PHYS320 Lab 27 Electric Fields

Experiment 1: Static Materials


1. What happens when you bring the charged strip near the paper pieces? Why does this happen?

2. What happened when you brought two vinyl strips near each other? Draw a rough diagram depicting the direction of electric field lines between the two surfaces.

3. What happened when you brought the charged aluminum near the charged vinyl? Draw another diagram noting the direction of the electric field lines between these two surfaces.

4. Do you know which of these materials picks up positive charge and which picks up negative charge? How might it be possible to determine this?

5. What happened when you brought the charged rod near the metal surface? Explain what is happening in terms of free electrons.

Experiment 2: Static Balloons


1. What types of objects did the balloon stick to best?
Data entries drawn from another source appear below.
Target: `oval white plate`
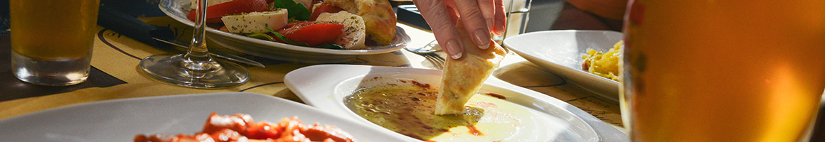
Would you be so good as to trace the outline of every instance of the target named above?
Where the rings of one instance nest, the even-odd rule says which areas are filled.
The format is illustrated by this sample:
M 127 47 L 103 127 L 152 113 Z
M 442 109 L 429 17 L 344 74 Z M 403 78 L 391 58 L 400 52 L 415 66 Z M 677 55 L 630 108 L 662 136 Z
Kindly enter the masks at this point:
M 246 113 L 255 121 L 297 116 L 306 124 L 331 125 L 358 140 L 405 141 L 286 99 L 248 92 L 177 95 L 105 101 L 51 109 L 0 121 L 3 141 L 132 141 L 139 134 L 193 134 L 213 111 Z
M 190 0 L 162 0 L 158 7 L 172 19 L 190 26 L 195 23 L 186 19 Z M 206 36 L 221 46 L 263 58 L 301 63 L 342 63 L 356 59 L 360 54 L 375 54 L 398 50 L 410 42 L 403 29 L 396 27 L 396 36 L 391 45 L 370 46 L 369 50 L 330 50 L 297 46 L 279 42 L 258 40 L 244 36 L 206 28 Z
M 382 128 L 350 111 L 344 104 L 344 97 L 359 88 L 388 83 L 397 83 L 398 80 L 414 80 L 421 83 L 438 86 L 441 84 L 441 71 L 432 69 L 324 64 L 295 69 L 287 73 L 284 80 L 290 90 L 310 106 L 373 127 Z M 626 135 L 584 111 L 540 92 L 512 85 L 495 78 L 488 79 L 481 90 L 505 96 L 507 102 L 558 118 L 555 120 L 562 120 L 554 123 L 556 125 L 565 127 L 546 129 L 549 131 L 538 132 L 548 135 L 556 135 L 555 137 L 551 136 L 554 139 L 545 141 L 627 140 Z M 387 129 L 383 130 L 392 132 Z M 404 136 L 398 133 L 395 135 Z M 519 137 L 509 140 L 535 141 L 529 139 L 530 137 Z
M 582 55 L 588 49 L 606 52 L 622 37 L 622 33 L 610 31 L 547 31 L 509 37 L 504 46 L 590 92 L 619 102 L 619 82 L 582 70 Z

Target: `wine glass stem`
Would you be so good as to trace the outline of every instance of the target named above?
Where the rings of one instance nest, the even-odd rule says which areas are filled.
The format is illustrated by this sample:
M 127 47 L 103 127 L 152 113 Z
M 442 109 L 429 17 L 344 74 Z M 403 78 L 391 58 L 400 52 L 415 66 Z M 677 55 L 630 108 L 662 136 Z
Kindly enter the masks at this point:
M 184 54 L 184 59 L 188 59 L 190 63 L 183 63 L 182 66 L 196 70 L 208 69 L 210 67 L 205 67 L 210 64 L 205 64 L 206 62 L 212 61 L 212 58 L 209 56 L 209 50 L 206 48 L 205 42 L 205 31 L 206 31 L 206 1 L 207 0 L 198 0 L 198 8 L 196 9 L 197 12 L 197 20 L 195 21 L 195 31 L 192 32 L 192 41 L 189 44 L 189 49 L 186 50 L 186 54 Z M 194 63 L 194 64 L 192 64 Z

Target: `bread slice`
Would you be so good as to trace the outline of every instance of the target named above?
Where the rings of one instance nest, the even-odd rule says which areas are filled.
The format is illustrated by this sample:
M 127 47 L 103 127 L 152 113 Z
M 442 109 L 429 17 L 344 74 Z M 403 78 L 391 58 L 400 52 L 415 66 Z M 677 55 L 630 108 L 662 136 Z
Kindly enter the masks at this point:
M 341 36 L 332 42 L 332 44 L 341 45 L 346 50 L 363 50 L 364 40 L 366 40 L 365 33 L 364 19 L 358 15 L 355 15 L 346 11 L 341 11 L 337 13 L 321 13 L 318 16 L 316 21 L 332 21 L 344 25 L 341 29 Z
M 324 0 L 323 3 L 363 17 L 367 38 L 380 45 L 389 45 L 395 38 L 395 13 L 387 0 Z
M 490 46 L 479 49 L 467 36 L 460 20 L 455 26 L 464 45 L 464 54 L 458 59 L 447 58 L 444 64 L 436 115 L 460 114 L 467 101 L 478 92 L 507 53 L 492 39 Z

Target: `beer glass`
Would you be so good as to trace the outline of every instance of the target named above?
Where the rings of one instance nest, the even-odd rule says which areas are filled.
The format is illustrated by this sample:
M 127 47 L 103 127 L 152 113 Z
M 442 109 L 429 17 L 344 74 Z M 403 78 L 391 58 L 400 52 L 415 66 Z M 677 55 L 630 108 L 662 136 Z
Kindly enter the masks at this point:
M 825 89 L 825 0 L 631 0 L 633 141 L 806 140 Z
M 14 76 L 50 86 L 85 82 L 99 3 L 100 0 L 11 0 Z
M 507 17 L 507 25 L 502 35 L 493 34 L 493 40 L 499 45 L 505 38 L 523 34 L 527 30 L 527 21 L 530 20 L 530 6 L 532 0 L 502 0 L 504 13 Z

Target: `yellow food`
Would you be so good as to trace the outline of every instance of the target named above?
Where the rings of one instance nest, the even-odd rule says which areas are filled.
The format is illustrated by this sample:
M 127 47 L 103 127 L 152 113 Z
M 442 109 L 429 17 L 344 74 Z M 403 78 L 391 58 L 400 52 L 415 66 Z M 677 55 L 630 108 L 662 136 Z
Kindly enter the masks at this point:
M 363 17 L 367 38 L 379 45 L 389 45 L 395 38 L 395 13 L 387 0 L 324 0 L 323 3 Z
M 459 114 L 464 111 L 464 104 L 473 97 L 484 80 L 498 68 L 504 59 L 504 48 L 488 40 L 490 45 L 484 50 L 473 45 L 473 40 L 464 31 L 460 21 L 455 25 L 464 44 L 464 54 L 460 59 L 447 58 L 444 64 L 444 75 L 441 87 L 436 102 L 436 115 Z
M 619 59 L 621 59 L 621 46 L 624 42 L 619 41 L 613 45 L 613 49 L 601 53 L 595 50 L 587 50 L 587 54 L 582 55 L 584 63 L 582 69 L 601 77 L 619 81 Z

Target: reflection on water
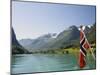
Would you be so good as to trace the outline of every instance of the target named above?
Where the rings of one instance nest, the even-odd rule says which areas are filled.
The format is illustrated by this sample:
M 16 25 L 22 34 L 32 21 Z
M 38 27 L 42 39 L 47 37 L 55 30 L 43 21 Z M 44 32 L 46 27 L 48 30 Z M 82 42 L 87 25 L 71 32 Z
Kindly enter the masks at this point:
M 12 74 L 79 70 L 78 58 L 71 54 L 21 54 L 12 56 Z M 95 61 L 87 58 L 84 69 L 95 69 Z

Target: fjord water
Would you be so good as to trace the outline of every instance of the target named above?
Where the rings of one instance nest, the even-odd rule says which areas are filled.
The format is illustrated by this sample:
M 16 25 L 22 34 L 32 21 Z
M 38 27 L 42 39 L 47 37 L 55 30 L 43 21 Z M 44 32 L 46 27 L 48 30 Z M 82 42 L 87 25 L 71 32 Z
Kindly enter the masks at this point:
M 89 56 L 84 69 L 95 69 L 95 67 L 95 61 Z M 80 70 L 78 56 L 72 54 L 17 54 L 12 56 L 12 74 L 69 70 Z

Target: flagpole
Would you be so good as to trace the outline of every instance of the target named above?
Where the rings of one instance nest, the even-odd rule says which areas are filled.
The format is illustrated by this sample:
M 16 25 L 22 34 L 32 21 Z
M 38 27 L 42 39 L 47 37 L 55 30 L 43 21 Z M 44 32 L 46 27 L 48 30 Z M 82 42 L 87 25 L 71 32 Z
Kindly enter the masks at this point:
M 94 53 L 93 53 L 93 51 L 92 51 L 92 48 L 90 48 L 90 52 L 91 52 L 91 54 L 92 54 L 93 59 L 95 60 L 95 55 L 94 55 Z
M 86 37 L 86 36 L 85 36 L 85 37 Z M 87 40 L 87 38 L 86 38 L 86 40 Z M 87 43 L 89 44 L 88 40 L 87 40 Z M 91 52 L 91 54 L 92 54 L 93 59 L 95 60 L 95 55 L 94 55 L 94 53 L 93 53 L 93 51 L 92 51 L 92 48 L 91 48 L 91 47 L 90 47 L 90 52 Z
M 80 26 L 80 28 L 83 30 L 83 26 Z M 83 32 L 84 32 L 84 31 L 83 31 Z M 84 34 L 84 35 L 85 35 L 85 34 Z M 86 38 L 86 36 L 85 36 L 85 38 Z M 87 38 L 86 38 L 86 40 L 87 40 Z M 87 40 L 87 43 L 89 44 L 88 40 Z M 91 54 L 92 54 L 93 59 L 96 60 L 96 59 L 95 59 L 95 55 L 94 55 L 94 53 L 93 53 L 91 47 L 90 47 L 90 52 L 91 52 Z

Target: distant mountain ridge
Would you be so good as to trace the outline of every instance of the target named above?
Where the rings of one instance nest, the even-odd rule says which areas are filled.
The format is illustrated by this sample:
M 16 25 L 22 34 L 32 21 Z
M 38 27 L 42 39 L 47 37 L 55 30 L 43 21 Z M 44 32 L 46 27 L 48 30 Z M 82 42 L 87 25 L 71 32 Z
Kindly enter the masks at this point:
M 85 26 L 84 32 L 90 43 L 95 42 L 95 24 L 91 27 Z M 27 39 L 24 39 L 24 41 L 28 43 Z M 19 42 L 21 43 L 21 40 Z M 37 39 L 31 39 L 31 42 L 28 45 L 22 45 L 31 52 L 39 50 L 54 50 L 69 47 L 80 47 L 80 31 L 78 27 L 73 25 L 63 30 L 59 34 L 45 34 L 38 37 Z
M 22 47 L 19 42 L 16 39 L 15 32 L 13 28 L 11 28 L 12 31 L 12 54 L 24 54 L 24 53 L 29 53 L 24 47 Z

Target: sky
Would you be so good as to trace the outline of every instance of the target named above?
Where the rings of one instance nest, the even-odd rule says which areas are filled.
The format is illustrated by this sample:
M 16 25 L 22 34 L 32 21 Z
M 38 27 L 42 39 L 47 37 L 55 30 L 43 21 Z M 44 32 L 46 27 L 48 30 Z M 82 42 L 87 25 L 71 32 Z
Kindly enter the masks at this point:
M 92 25 L 95 6 L 12 2 L 12 27 L 16 37 L 35 39 L 48 33 L 60 33 L 69 26 Z

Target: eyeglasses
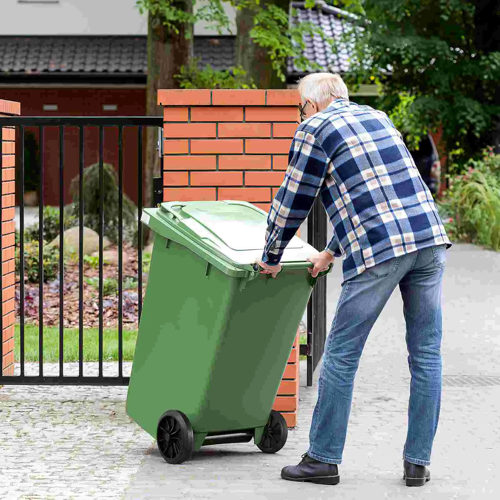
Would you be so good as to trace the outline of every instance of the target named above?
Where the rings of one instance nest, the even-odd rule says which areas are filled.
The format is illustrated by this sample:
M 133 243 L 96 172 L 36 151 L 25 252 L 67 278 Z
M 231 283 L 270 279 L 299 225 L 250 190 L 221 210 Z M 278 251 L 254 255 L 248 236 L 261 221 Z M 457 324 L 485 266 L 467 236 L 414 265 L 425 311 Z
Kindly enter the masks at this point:
M 304 104 L 304 105 L 298 106 L 298 110 L 300 114 L 300 121 L 303 122 L 304 119 L 306 118 L 306 106 L 309 104 L 309 101 L 306 100 Z

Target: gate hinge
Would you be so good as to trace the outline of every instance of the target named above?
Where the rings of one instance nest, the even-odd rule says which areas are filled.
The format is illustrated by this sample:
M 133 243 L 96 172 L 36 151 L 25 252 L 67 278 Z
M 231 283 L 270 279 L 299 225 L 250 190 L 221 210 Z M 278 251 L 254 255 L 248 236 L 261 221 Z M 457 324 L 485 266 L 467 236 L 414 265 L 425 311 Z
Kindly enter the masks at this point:
M 312 334 L 310 332 L 308 332 L 308 343 L 299 346 L 298 354 L 301 356 L 312 356 Z

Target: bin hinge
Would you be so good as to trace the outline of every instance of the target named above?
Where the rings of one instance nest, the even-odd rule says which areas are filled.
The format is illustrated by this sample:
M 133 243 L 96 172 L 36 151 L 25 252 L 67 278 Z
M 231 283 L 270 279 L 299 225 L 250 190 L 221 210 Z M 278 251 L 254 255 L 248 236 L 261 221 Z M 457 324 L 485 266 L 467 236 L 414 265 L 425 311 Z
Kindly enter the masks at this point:
M 301 356 L 312 356 L 312 334 L 310 332 L 308 332 L 308 343 L 299 346 L 298 354 Z

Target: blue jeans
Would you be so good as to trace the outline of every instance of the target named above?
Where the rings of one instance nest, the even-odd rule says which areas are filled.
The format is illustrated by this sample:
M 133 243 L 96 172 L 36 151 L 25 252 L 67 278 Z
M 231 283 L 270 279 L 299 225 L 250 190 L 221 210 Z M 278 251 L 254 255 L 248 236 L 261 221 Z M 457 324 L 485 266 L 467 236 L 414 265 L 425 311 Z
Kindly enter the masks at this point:
M 441 284 L 446 246 L 431 246 L 366 270 L 342 286 L 324 346 L 309 456 L 340 464 L 354 378 L 372 327 L 398 284 L 412 375 L 403 458 L 428 465 L 441 401 Z

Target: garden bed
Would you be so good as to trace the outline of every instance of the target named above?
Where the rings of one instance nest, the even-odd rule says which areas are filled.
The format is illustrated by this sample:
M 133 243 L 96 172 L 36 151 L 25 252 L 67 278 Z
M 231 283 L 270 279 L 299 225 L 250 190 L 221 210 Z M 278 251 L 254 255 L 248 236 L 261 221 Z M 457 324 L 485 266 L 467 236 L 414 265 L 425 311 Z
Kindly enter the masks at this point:
M 118 260 L 118 250 L 112 246 L 106 250 L 107 255 L 114 254 Z M 138 318 L 138 256 L 132 246 L 123 249 L 123 324 L 124 328 L 136 329 Z M 78 260 L 68 260 L 64 264 L 63 324 L 65 328 L 78 328 L 79 324 L 79 268 Z M 147 274 L 142 276 L 142 296 Z M 98 260 L 86 259 L 84 262 L 84 326 L 96 328 L 99 325 Z M 116 262 L 104 261 L 103 266 L 104 292 L 103 297 L 103 326 L 114 328 L 118 326 L 118 266 Z M 20 320 L 20 284 L 17 276 L 16 285 L 16 314 Z M 44 284 L 44 324 L 56 326 L 59 324 L 59 280 Z M 38 284 L 26 282 L 24 285 L 25 322 L 38 324 Z

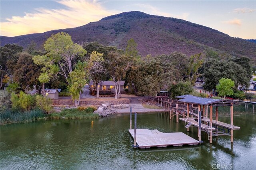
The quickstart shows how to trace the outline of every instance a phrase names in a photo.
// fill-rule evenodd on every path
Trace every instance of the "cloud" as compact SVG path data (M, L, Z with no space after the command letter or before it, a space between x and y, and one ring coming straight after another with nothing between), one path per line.
M186 20L189 15L188 13L182 13L180 15L174 14L168 12L164 12L161 11L157 8L147 4L134 4L132 6L139 8L139 10L151 15L158 15L166 16L167 17L173 17L176 18Z
M251 13L255 12L255 10L248 8L236 8L233 10L233 12L238 14Z
M230 25L235 25L236 26L240 26L242 25L241 24L241 22L242 21L242 20L240 20L239 19L234 18L233 20L230 20L227 21L223 21L222 22L222 23L227 24L228 24Z
M76 27L120 13L107 10L96 1L57 1L65 9L35 9L33 13L13 16L1 23L1 35L14 36L53 30Z

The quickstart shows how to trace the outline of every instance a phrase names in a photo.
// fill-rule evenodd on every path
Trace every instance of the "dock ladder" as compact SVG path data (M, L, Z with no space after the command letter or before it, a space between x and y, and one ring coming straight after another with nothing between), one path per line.
M208 134L208 140L212 139L212 126L210 122L206 122L205 125L207 127L207 134ZM211 135L212 134L212 135Z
What can you conclude about the way charges in these objects react to the balloon’s charge?

2. Explain why the balloons either attracted or repelled each other in step 5. What happens when you put your hand in between them?

3. Your hand is a neutral object. Why does this happen if your hand does not carry any net charge (Hint: think about charge by induction)?

Experiment 3: Simple Electroscope


1. What happens to the strips of aluminum when you bring a charged object near them?

2.What can you say about the charge in the strips—are they like or unlike? How do you know

3.Is your charged electrode like or unlike the charged rod? Why?

4.Does it matter which charge—positive or negative—is on the object you are testing?

5.Is this an example of charge by induction or conduction?

Lab 4: Pith Ball Electroscope


1. What happened when you brought the charged vinyl near the electroscope?

2. What did you notice when you brought the aluminum strip near the pith ball that was charged by the vinyl?

3. Use Coulomb’s law to explain why the electroscope does not seem to be affected by the charged material at a distance of about 10 cm, but reacts significantly at a distance of 3 cm (distances are approximate).

4. How could you design an experiment to measure the Coulomb force between the charged material and the electroscope by measuring the angular acceleration of the electroscope? Assume you have measured the radius of the rotating electroscope, R, and the distance between the charged material and the pith ball, r.